So what if you had a database of "insights" or even
mundane facts, but you could randomly put them
together? You might get a lot of junk, but I'm
willing to bet that it would generate a lot of
new ways of thinking about things and even products.
An even simpler version of this would match random web
pages!
Oblique Strategies
http://www.hyperrea...ian_eno/osfaq2.html Calls to mind Brian Eno's oblique strategies, or the more recent popular book with the title something like "whack upside your head". [syost, May 14 2000, last modified Oct 04 2004]
Whack on the Side of the Head
http://evenbetter13...=375545&country=USA von Oech's book mentioned above. [syost, May 14 2000, last modified Oct 04 2004]
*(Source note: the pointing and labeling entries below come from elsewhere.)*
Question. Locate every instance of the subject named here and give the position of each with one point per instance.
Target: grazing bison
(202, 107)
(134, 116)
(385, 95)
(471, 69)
From Gulliver, following cosma's reference
http://www.eserver....iction/gulliver.txt It was twenty feet square, placed in the middle of the room. The superficies was composed of several bits of wood, about the bigness of a die, but some larger than others. They were all linked together by slender wires. These bits of wood were covered on every square with paper pasted on them, and on these papers were written all the words of their language, in their several moods, tenses, and declensions, but without any order. The professor then desired me to observe, for he was going to set his engine at work. The pupils at his command took each of them hold of an iron handle, whereof there were forty fixed round the edges of the frame, and giving them a sudden turn, the whole disposition of the words was entirely changed. He then commanded thirty-six of the lads to read the several lines softly as they appeared upon the frame; and where they found three or four words together that might make part of a sentence, they dictated to the four remaining boys who were scribes. This work was repeated three or four times, and at every turn the engine was so contrived that the words shifted into new places, as the square bits of wood moved upside down. Six hours a day the young students were employed in this labor, and the professor showed me several volumes in large folio already collected, of broken sentences, which he intended to piece together, and out of those rich materials to give the world a complete body of all arts and sciences; which however might be still improved, and much expedited, if the public would raise a fund for making and employing five hundred such frames in Lagado, and oblige the managers to contribute in common their several collections. [syost, May 14 2000, last modified Oct 04 2004]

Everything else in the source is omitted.